Conditional Multi-Factor

The Conditional Multi-Factor action adds a condition after the authenticator has run. The condition decides if additional factors are required. This means it is a dynamic way of adding additional factors to the authentication.

It can be configured to operate in three different condition modes:

Mode Description
Attribute Enable Condition Checks for a boolean attribute and runs second factor if true.
Attribute ACR Condition Checks for an attribute containing an ACR, that ACR is used as the second factor.
Subject Condition Matches the subject against a rule-set. Picks second factor based on the rule configured for the match.
Client Property Condition Prompts for the second factor by matching the requesting client against a set of expressions.

Attribute Enable Condition

The Attribute Enable Condition mode runs a predefined second factor if the condition is met.

The condition is an attribute from the authenticator or previous actions that is set to true. When true, the MFA action will run that second factor before letting the user through.

The attribute the action looks for by default is named requireSecondFactor but can be configured to any attribute name. The location from where that attribute is retrieved can also be configured to be subject-attributes (the default), context-attributes, or action-attributes.

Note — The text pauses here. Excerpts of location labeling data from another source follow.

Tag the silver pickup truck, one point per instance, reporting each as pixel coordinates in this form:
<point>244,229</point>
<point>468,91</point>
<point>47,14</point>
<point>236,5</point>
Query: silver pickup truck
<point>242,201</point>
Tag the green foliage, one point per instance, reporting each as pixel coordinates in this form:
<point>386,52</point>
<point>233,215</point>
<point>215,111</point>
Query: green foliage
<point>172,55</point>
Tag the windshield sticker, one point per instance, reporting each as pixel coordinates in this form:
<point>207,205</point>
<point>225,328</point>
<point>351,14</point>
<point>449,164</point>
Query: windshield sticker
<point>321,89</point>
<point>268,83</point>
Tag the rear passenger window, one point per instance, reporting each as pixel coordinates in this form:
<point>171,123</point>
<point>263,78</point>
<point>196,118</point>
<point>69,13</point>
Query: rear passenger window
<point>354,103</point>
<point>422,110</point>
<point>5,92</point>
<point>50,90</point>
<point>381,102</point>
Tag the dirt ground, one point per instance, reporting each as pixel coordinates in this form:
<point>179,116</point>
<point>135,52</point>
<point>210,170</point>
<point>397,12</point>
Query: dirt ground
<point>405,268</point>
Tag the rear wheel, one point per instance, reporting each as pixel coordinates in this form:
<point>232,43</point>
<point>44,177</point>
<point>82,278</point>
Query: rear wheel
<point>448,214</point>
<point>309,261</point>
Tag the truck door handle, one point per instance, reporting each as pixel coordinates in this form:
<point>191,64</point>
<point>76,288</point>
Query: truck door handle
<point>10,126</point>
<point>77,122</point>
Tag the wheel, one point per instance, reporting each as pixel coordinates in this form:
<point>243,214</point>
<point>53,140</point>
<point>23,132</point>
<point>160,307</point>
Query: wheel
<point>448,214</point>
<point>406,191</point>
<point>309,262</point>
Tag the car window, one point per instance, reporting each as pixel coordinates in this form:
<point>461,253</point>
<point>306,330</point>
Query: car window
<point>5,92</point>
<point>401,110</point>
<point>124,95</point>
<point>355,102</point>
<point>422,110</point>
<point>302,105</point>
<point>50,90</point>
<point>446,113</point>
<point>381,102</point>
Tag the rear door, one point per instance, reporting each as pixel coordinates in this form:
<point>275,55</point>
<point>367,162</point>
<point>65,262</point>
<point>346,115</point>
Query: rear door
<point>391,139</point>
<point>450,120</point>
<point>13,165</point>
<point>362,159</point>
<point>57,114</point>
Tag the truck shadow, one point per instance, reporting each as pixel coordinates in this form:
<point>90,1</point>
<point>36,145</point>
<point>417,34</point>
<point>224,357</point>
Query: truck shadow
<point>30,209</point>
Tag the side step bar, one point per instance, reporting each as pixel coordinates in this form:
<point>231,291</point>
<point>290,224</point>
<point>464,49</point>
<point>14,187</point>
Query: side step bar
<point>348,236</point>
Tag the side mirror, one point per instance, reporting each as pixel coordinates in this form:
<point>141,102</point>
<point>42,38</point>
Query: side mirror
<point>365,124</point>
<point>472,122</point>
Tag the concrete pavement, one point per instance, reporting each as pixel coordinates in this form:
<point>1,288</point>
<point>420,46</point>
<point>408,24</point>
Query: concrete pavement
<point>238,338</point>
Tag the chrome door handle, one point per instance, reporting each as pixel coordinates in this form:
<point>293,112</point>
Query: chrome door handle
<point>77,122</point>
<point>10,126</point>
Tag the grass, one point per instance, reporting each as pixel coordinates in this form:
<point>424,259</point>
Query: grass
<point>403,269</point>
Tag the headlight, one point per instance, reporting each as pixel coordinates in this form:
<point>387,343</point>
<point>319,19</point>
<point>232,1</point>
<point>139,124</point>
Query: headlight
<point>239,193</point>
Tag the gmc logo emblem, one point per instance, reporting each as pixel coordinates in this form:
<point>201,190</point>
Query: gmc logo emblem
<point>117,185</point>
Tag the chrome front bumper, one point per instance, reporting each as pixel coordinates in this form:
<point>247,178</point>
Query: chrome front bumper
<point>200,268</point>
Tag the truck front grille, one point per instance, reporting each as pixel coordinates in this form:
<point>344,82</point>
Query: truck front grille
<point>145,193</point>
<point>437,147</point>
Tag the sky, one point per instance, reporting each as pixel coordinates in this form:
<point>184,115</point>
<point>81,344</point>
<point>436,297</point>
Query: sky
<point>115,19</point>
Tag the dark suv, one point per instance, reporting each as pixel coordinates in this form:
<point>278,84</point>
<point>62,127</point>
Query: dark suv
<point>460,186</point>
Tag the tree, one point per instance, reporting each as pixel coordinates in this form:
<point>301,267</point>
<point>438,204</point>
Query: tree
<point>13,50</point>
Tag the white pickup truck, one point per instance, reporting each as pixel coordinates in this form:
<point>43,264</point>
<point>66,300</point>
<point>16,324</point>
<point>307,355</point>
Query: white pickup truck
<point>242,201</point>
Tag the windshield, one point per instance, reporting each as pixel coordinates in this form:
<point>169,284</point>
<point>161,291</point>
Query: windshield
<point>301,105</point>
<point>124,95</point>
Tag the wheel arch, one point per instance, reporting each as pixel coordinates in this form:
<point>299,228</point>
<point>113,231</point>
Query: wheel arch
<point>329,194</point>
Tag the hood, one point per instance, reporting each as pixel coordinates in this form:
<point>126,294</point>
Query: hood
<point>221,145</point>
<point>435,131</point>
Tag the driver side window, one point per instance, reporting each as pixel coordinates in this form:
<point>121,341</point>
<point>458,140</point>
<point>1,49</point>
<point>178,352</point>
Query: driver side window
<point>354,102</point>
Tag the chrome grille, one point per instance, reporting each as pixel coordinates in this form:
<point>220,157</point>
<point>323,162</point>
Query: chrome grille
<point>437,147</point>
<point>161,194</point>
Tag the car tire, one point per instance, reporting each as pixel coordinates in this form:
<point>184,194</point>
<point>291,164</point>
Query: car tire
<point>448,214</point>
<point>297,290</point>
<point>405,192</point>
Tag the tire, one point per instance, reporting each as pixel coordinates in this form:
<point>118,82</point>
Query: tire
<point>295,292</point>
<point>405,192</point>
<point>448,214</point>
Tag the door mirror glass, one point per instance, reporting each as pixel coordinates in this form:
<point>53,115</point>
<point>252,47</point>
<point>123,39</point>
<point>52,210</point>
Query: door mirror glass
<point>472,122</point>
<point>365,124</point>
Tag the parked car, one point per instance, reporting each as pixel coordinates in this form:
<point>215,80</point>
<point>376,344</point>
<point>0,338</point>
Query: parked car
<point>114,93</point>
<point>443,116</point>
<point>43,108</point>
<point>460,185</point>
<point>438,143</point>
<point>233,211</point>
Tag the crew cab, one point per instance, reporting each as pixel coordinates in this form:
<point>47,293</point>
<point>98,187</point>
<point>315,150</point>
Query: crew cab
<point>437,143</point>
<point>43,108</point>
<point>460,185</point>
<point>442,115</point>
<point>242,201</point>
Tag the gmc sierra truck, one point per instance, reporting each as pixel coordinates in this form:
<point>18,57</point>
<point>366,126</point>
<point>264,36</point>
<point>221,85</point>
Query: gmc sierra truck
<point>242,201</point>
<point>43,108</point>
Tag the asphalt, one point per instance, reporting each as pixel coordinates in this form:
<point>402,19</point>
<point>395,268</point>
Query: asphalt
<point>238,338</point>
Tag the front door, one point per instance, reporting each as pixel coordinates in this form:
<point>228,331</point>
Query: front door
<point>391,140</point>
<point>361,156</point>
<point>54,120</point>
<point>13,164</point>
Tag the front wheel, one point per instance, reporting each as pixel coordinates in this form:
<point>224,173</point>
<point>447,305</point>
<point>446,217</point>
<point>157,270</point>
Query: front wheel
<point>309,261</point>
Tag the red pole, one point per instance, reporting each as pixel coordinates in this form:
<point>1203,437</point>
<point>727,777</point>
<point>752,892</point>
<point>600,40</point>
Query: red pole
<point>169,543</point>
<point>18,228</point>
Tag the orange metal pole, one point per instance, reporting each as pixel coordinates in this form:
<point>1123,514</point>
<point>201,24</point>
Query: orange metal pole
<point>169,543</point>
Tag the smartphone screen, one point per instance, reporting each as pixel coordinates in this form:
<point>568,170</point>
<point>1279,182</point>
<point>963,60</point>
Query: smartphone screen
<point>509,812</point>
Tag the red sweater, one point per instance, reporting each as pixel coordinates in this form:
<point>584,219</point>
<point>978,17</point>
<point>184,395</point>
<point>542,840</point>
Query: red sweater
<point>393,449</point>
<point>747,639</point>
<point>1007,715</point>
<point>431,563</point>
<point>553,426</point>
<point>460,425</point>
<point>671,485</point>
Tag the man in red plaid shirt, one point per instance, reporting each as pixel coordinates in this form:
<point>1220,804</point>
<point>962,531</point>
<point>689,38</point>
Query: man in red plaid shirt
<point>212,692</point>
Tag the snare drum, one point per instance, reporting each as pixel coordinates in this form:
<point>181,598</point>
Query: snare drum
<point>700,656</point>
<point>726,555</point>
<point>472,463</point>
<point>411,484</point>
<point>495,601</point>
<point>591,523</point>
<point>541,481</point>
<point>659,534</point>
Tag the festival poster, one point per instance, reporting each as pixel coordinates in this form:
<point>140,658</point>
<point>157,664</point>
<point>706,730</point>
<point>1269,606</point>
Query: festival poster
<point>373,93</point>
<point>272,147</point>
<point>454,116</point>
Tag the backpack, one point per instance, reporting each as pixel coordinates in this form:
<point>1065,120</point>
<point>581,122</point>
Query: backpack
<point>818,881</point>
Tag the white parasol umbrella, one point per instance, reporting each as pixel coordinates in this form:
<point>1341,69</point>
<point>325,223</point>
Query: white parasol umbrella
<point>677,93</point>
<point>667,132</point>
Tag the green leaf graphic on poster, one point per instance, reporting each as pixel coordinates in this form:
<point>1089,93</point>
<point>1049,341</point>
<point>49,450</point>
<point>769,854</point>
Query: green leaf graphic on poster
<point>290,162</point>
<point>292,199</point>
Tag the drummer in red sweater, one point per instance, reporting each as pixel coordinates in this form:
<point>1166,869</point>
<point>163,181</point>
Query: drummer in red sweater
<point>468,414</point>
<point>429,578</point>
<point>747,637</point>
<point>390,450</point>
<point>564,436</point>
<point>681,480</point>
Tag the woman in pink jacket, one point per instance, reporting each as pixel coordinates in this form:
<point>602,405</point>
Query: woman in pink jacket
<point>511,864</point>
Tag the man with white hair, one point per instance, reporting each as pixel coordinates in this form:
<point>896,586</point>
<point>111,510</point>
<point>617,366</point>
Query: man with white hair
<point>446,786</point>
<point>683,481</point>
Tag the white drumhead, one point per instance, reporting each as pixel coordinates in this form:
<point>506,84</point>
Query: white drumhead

A common use is to configure another action before the Conditional Multi-Factor action to look up an attribute about the user. If the requireSecondFactor has the value true the second factor is triggered.

Attribute Enable Condition


The second factor to use when condition is true is statically configured on the action along with the attribute name to look for.


Fig. 99 Configuration of the Attribute Enable Condition

Attribute ACR Condition

With the Attribute ACR Condition mode, you allow the user to configure their preferred second factor. This is done out of band, and placed in a data source or other place where the actions can find the attribute.


Example: The user wants SMS to always be enabled as a second factor when logging in. This can be achieved by adding the ACR for the SMS authenticator configured to the users data. By default the Conditional Multi-Factor action looks for the ACR in the attribute named secondFactorAcr (this can be changed via configuration). The location from where that attribute is retrieved can also be configured to be subject-attributes (the default), context-attributes, or action-attributes.

When that attribute is found, the ACR is looked up, and if it matches an existing authenticator, it will be triggered. If there is no authenticator matching the ACR, the action will fail and the user will not be able to log in.


If the ACR found for a user does not exist in the current configuration the authentication for that user will fail.


Only the attribute name to look for is needed for configuration. By default it is set to secondFactorAcr. The authenticator to run is taken from this ACR value and matched against available authenticators in the profile.


Fig. 100 Configuration of the Attribute ACR Condition

Subject Condition

In the Subject Condition mode the username (subject) is matched against a set of regular expressions. Each condition has an associated authenticator that will run when the condition matches. Only the first matching condition will run, so order is important.

This can be useful when authenticating internal and external users with the same flow. External users could be configured with a different second factor than internal users.

Another use-case is when separating username and password in two different authenticators. Depending on the username the password may need to be validated against different backend. By matching on the username, we can call a second factor that verifies the password against the relevant source.


An ordered list of regular expressions and what authenticator to run when a match is found.


Fig. 101 Configuration of the Subject Condition

Client Property Condition

In the Client Property Condition the OAuth client that initiated the authentication flow can be ued to prompt for different second factors. These conditions are made up from a set of expressions paired with an authenticator. The first expression to evaluate to true will be selected, and its corresponding authenticator will be executed.

This could be useful when grouping clients in external and internal groups, and allow them to use different second factors. This example could be configured like this:

Condition Authenticator === 'external' TOTP === 'internal' SMS

All clients with a property of group with the value external will be prompted by the TOTP authenticator, and clients with the value internal would be prompted with the SMS authenticator. Any client without the group property would fail, so a “catch all” condition is advised.

Client Object

The client object has the following members:

Key Type Description
id String The ID of the client.
name String The friendly name of the client.
properties Map A map of the client properties.
requires_consent Boolean true if the client is configured to require consent.
is_public Boolean true if the client is public.

Subject Check

By default, this action checks that the subject name produced by the second factor authentication is equal to the currently authenticated subject name (the subject produced by the first factor). If these subjects are not equal then this action returns a failed result and the overall authentication does not succeed.

This default behavior is the safest one since in most cases both the first factor subject and the second factor subject need to match. However, there may be cases where these subjects can be different. For those specific cases, the disable-second-factor-subject-check config property can be set to true, resulting in the subject check not being performed and different first factor and second factor subjects being allowed.


Only use disable-second-factor-subject-check when the action usage scenario allows for different first factor and second factor subjects, typically because the association between these different subjects is checked or enforced somewhere else.